Depuis 2000, on aura pu voir Chad Chenouga comme acteur dans de nombreuses séries télévisées, et même dans le rôle du frère d’Angelina Jolie (Un cœur invaincu) ! Après La Niaque, spectacle théâtral joué au Théâtre des Amandiers (Nanterre) en 2011, Chad Chenouga revient à la réalisation, poursuivant une veine autobiographique.
Vous êtes passé vous-même dans un foyer social après le décès de votre mère. C'est cette histoire que vous avez voulu raconter ?
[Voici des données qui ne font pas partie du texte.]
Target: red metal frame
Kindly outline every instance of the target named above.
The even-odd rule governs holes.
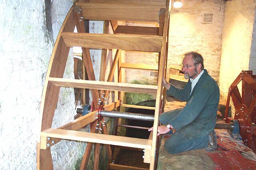
[[[242,95],[237,85],[242,81]],[[234,118],[227,117],[230,97],[236,109]],[[232,119],[239,123],[240,135],[244,145],[256,152],[256,75],[252,71],[242,71],[231,84],[225,110],[224,120],[228,123]]]

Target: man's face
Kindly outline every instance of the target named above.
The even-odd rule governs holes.
[[[190,66],[195,64],[192,59],[192,55],[187,55],[184,57],[182,64],[184,66]],[[198,64],[188,67],[186,69],[184,67],[182,68],[182,70],[184,73],[184,77],[186,79],[192,78],[194,79],[198,74],[198,71],[197,70]]]

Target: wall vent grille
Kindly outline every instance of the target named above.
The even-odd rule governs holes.
[[[204,13],[203,22],[204,23],[212,23],[213,13]]]
[[[150,76],[152,77],[158,77],[158,73],[157,71],[150,71]]]

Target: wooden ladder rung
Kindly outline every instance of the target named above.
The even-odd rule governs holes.
[[[127,68],[140,69],[149,70],[158,70],[158,66],[145,64],[122,63],[120,67]]]
[[[157,86],[49,77],[48,80],[59,87],[89,88],[119,92],[156,94]]]
[[[163,37],[155,35],[61,33],[68,47],[159,52]]]
[[[158,12],[165,5],[146,5],[118,3],[76,2],[84,19],[96,20],[134,21],[158,22]]]
[[[46,149],[47,137],[144,149],[152,144],[150,139],[50,128],[41,132],[41,149]]]
[[[150,110],[154,110],[156,107],[154,107],[145,106],[144,106],[133,105],[131,104],[122,104],[121,107],[130,108],[136,108],[138,109],[148,109]]]
[[[159,27],[118,25],[116,33],[158,35],[159,31]]]

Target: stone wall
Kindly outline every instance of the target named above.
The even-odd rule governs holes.
[[[204,57],[205,68],[218,82],[224,1],[182,1],[182,8],[171,11],[168,65],[180,66],[185,53],[198,51]],[[211,23],[203,22],[204,14],[208,13],[213,14]]]
[[[242,70],[252,69],[255,73],[255,6],[253,0],[226,2],[219,81],[220,94],[225,99]]]
[[[0,167],[36,169],[39,110],[50,58],[71,0],[0,1]],[[61,5],[60,5],[61,4]],[[64,77],[73,78],[70,51]],[[52,127],[74,119],[72,89],[62,88]],[[55,169],[74,169],[85,144],[51,149]]]

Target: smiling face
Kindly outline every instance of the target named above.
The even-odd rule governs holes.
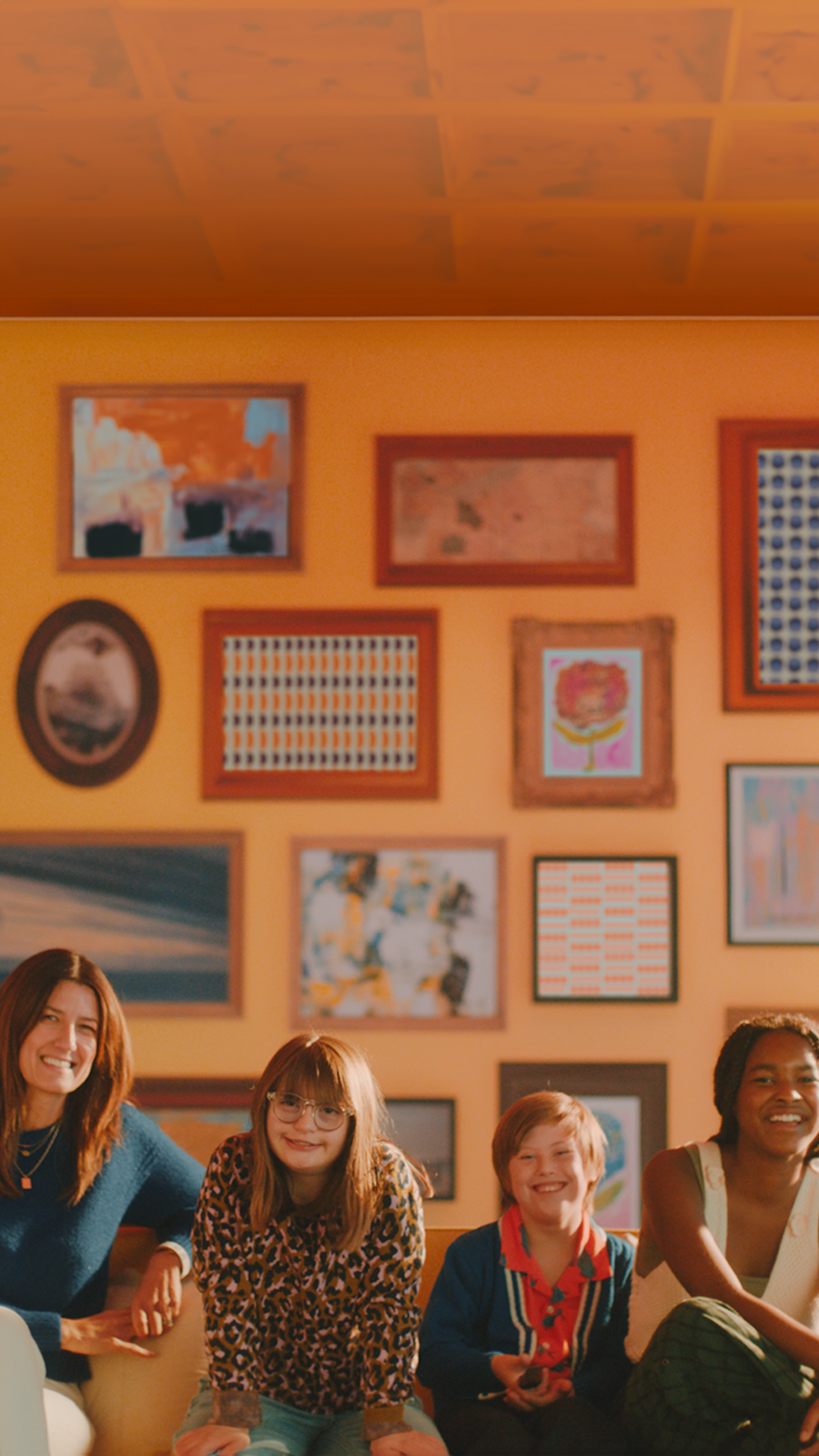
[[[48,1127],[61,1117],[66,1098],[93,1067],[98,1031],[99,1006],[90,987],[58,981],[20,1044],[28,1127]]]
[[[268,1102],[265,1127],[273,1153],[290,1172],[293,1201],[313,1203],[326,1184],[329,1169],[344,1152],[350,1120],[344,1118],[341,1127],[325,1133],[316,1127],[312,1107],[305,1107],[296,1123],[283,1123],[275,1104]]]
[[[767,1153],[804,1158],[819,1133],[819,1064],[794,1031],[767,1031],[753,1044],[736,1095],[739,1140]]]
[[[576,1134],[563,1123],[536,1123],[509,1160],[512,1197],[526,1226],[574,1233],[592,1185]]]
Je me suis inspiré de mon expérience, mais mon film se passe aujourd’hui. J’ai beaucoup observé les adolescents dans les foyers actuels. Moi, ce qui m’a sauvé, ce sont les études. Après mon bac, j’ai réussi à intégrer Sciences Po Paris. On m’a pris en charge jusqu’à 24 ans. Aujourd’hui, on n’accompagne les jeunes que jusqu’à leur majorité, exceptionnellement jusqu’à 21 ans. Le personnage de mon film qui tente de faire médecine (Jisca Kalvanda, vue dans Divines) est broyée par cet état de fait.
Comment avez-vous trouvé vos jeunes comédiens ?
Nous avons fait du casting sauvage dans la rue, on a reçu aussi des petites vidéos postées sur le net. C’est comme ça qu’on a trouvé notre héros, Khaled Allouach.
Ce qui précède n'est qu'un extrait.